Proc Natl Acad Sci U S A 2003 Feb 18;100(4):1867-72
Pedotti R, DeVoss JJ, Youssef S, Mitchell D, Wedemeyer J, Madanat R, Garren H, Fontoura P, Tsai M, Galli SJ, Sobel RA, Steinman L.
Departments of Neurology and Neurological Science and Pathology, Stanford University Medical Center, Stanford, CA 94305; and Department of Neuroimmunology, Carlo Besta Neurological Institute, 20133 Milan, Italy.
Analysis of mRNA from multiple sclerosis lesions revealed increased amounts of transcripts for several genes encoding molecules traditionally associated with allergic responses, including prostaglandin D synthase, histamine receptor type 1 (H1R), platelet activating factor receptor, Ig Fc varepsilon receptor 1 (Fc varepsilon RI), and tryptase.
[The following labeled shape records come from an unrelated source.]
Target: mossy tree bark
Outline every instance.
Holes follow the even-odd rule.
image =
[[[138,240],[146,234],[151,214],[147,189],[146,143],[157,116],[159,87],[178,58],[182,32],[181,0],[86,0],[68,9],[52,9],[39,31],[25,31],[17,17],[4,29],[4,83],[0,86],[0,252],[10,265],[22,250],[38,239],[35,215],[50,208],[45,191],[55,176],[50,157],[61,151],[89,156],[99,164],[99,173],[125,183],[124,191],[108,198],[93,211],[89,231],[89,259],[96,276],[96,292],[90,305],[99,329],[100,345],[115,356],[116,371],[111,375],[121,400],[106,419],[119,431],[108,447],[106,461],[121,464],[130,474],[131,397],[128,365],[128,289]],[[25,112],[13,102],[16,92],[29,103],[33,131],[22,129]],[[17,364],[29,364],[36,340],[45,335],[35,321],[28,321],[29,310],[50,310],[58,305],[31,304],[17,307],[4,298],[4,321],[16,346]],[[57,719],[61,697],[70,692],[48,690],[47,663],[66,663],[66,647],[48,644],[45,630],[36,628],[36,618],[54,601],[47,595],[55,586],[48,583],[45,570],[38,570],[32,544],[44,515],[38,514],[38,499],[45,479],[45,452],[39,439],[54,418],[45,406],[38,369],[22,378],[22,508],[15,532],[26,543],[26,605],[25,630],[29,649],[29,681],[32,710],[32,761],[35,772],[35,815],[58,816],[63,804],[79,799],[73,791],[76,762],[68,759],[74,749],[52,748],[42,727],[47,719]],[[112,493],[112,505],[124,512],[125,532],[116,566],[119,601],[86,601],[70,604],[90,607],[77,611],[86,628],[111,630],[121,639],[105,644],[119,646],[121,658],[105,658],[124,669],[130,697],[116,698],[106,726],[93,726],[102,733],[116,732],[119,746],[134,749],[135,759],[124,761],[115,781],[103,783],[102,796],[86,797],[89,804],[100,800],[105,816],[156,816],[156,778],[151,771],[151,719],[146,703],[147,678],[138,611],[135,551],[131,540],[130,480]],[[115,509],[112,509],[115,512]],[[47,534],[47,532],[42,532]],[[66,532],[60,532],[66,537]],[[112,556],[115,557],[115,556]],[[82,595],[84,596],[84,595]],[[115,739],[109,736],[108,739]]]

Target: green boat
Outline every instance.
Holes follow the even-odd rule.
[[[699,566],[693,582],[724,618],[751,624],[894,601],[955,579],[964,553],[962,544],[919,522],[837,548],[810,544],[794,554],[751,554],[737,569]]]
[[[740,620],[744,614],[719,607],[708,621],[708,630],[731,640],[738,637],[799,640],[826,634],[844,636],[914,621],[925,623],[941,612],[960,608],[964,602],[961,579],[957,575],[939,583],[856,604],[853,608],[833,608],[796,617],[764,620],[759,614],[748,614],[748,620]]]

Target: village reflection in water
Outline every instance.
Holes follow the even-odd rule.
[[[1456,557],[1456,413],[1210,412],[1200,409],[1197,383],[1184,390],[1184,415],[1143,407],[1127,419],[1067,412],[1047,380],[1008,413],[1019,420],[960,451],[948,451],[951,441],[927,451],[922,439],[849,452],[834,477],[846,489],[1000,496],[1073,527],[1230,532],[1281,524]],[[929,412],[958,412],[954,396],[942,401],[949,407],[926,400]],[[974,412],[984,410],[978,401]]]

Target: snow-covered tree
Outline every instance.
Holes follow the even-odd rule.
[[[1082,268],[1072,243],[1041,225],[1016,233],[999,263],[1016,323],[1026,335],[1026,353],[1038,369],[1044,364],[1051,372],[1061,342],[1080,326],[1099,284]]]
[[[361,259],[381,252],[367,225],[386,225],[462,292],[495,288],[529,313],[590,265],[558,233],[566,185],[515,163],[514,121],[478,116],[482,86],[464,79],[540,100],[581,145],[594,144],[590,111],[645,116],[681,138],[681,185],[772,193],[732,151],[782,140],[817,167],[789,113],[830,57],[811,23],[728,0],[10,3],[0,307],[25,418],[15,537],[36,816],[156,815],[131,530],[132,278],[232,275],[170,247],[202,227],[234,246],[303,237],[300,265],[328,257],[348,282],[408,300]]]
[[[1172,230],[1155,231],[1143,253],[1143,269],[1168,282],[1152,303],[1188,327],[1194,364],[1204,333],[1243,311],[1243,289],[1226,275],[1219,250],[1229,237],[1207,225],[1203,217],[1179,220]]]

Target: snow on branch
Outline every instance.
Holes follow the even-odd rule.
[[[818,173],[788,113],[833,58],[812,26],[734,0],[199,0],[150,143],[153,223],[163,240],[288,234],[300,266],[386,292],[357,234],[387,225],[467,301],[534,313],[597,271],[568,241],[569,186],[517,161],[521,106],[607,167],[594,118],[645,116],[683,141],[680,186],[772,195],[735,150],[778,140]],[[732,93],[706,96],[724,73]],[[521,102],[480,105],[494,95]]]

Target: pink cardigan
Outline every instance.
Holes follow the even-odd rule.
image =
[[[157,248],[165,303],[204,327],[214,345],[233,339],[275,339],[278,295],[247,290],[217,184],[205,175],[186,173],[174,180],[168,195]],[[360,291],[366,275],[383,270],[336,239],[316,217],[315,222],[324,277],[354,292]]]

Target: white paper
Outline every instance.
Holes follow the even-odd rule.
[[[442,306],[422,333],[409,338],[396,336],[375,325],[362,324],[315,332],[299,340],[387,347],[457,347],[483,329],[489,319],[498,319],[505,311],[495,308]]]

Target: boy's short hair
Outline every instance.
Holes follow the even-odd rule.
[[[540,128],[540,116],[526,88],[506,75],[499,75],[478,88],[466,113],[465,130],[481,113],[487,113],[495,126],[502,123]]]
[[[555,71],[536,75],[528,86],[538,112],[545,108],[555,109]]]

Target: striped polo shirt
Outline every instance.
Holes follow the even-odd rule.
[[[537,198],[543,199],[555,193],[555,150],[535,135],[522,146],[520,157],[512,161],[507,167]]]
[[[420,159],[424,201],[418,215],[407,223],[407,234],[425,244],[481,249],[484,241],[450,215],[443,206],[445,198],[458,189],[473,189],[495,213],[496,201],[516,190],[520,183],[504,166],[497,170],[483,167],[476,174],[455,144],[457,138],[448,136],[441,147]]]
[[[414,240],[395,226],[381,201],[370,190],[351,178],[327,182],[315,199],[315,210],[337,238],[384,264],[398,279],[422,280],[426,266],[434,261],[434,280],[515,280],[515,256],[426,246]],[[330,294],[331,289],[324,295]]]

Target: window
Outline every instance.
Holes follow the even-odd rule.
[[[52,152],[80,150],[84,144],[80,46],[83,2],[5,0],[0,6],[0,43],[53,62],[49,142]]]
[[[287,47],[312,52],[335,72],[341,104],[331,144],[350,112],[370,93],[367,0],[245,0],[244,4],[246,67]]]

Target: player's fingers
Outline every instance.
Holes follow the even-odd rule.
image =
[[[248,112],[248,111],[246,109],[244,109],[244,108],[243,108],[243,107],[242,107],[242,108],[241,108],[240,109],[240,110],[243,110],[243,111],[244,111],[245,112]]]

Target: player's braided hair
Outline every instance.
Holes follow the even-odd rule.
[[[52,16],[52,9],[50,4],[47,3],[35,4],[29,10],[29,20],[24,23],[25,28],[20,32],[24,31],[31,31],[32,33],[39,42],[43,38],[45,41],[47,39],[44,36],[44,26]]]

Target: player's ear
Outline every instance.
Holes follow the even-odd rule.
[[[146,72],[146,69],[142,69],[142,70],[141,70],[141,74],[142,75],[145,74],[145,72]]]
We now demonstrate that, in the animal model of multiple sclerosis, experimental autoimmune encephalomyelitis (EAE), mediated by T helper 1 (Th1) T cells, histamine receptor 1 and 2 (H1R and H2R) are present on inflammatory cells in brain lesions.
Th1 cells reactive to myelin proteolipid protein expressed more H1R and less H2R than Th2 cells.
Pyrilamine, an H1R antagonist, blocked EAE, and the platelet activating factor receptor antagonist CV6209 reduced the severity of EAE.
EAE severity was also decreased in mice with disruption of the genes encoding Ig FcgammaRIII or both FcgammaRIII and Fc varepsilon RI.
Prostaglandin D synthase and tryptase transcripts were elevated in EAE brain.
Taken together, these data reveal extensive involvement of elements of the immune response associated with allergy in autoimmune demyelination.
The pathogenesis of demyelination must now be viewed as encompassing elements of both Th1 responses and "allergic" responses.